CMS is already actively engaging stakeholders in a redesign of the payment system. In their proposed rule for 2019 (released July 2, 2018), they include details of a new Patient Driven Groupings Model (PDGM). Anyone interested in telling CMS their opinion on the model has until August 31, 2018, to submit a formal comment on the proposal.

A LAST MINUTE CHANGE FOR PTAs AND COTAs

In a surprise turn, Congress decided to add another monetary save to the legislation, which meant reducing reimbursement for PTAs and COTAs starting in 2022. This 85 percent differential is comparable to how CMS compensates services provided by physician assistants. This change to reimbursement will require other changes to how claims are processed, including a means of designating the appropriate provider. Expect to hear more on this from CMS and the professional associations.

IMPACT ON DELIVERY OF CARE

The continued push to provide care by the most cost-effective means is highlighted in this legislation.
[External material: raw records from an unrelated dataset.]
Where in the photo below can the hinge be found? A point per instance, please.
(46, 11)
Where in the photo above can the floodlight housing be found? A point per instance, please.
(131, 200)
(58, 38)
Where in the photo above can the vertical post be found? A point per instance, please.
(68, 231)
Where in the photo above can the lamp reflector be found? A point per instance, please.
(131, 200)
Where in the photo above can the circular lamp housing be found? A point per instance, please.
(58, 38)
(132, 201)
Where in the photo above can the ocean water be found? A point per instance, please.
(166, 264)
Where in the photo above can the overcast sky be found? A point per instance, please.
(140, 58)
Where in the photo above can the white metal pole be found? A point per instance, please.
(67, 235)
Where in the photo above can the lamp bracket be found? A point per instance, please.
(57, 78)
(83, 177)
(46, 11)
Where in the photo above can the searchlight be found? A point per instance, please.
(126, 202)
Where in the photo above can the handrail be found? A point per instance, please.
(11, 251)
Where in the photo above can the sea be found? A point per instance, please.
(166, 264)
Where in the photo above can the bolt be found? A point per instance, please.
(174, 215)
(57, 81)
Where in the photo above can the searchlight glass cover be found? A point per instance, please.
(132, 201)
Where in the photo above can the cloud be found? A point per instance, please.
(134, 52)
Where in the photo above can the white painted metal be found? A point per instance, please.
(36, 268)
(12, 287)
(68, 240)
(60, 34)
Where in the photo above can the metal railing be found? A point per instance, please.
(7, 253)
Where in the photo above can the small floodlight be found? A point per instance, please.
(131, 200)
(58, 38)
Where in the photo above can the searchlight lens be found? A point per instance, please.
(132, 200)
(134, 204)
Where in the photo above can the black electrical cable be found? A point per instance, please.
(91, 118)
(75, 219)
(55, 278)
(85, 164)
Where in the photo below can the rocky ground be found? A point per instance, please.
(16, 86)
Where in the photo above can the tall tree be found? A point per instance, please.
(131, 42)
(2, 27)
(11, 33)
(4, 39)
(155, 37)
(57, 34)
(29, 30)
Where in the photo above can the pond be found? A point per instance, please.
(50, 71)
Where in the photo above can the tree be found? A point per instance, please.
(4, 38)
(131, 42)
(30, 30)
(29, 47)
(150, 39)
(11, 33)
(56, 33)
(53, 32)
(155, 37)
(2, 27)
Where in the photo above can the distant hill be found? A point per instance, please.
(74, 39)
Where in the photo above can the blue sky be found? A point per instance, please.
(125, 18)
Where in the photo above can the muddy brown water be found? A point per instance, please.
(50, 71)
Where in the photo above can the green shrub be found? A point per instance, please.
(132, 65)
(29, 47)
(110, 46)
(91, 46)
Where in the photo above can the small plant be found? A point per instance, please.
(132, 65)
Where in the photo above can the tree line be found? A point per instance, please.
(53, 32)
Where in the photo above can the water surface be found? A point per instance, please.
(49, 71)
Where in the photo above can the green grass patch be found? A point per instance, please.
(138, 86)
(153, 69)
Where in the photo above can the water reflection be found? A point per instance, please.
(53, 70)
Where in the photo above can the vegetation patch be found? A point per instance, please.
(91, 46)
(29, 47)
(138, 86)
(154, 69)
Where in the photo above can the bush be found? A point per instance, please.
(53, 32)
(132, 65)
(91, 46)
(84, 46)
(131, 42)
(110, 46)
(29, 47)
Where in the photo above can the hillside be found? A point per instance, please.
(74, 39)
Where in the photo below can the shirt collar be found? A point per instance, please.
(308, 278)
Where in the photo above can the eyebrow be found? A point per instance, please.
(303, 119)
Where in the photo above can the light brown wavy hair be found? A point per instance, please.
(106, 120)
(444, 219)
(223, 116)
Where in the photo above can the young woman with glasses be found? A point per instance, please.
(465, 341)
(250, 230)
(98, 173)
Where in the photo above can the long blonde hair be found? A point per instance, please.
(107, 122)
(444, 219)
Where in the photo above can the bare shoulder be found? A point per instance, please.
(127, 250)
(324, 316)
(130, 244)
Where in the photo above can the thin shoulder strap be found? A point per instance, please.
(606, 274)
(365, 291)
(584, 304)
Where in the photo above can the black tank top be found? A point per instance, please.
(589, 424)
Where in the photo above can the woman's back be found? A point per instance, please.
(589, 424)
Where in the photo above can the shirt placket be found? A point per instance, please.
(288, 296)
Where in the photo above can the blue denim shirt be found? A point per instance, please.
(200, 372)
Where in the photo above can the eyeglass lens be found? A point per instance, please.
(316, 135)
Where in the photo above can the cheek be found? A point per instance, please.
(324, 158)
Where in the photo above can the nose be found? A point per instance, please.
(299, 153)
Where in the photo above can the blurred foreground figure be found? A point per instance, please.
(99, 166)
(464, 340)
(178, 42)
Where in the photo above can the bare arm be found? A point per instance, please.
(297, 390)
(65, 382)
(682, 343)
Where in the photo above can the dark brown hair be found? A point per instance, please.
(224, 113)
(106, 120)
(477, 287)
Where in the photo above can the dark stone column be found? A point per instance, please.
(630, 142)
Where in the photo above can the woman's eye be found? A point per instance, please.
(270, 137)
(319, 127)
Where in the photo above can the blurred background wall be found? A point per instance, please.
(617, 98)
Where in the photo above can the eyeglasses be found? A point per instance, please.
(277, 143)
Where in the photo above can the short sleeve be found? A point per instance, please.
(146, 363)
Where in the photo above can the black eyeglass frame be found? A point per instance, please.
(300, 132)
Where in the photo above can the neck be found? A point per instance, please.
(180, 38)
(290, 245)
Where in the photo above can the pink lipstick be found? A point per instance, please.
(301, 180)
Providers across the continuum must continue to evaluate if they are providing the right services at the right time to the right patient. Payment redesign will force hard questions.

What services does this patient actually need based on their condition and clinical presentation?

Does this treatment need to be provided in a skilled nursing facility?

Can this treatment be provided in home health?

Does this patient need everything included in home health, or could they be adequately served in outpatient?

As active participants in healthcare reform, PTs, OTs, and SLPs need to carefully consider their recommendations for ongoing care. We must make recommendations that balance the needs of the patient with both the immediate and long-term costs to the healthcare system.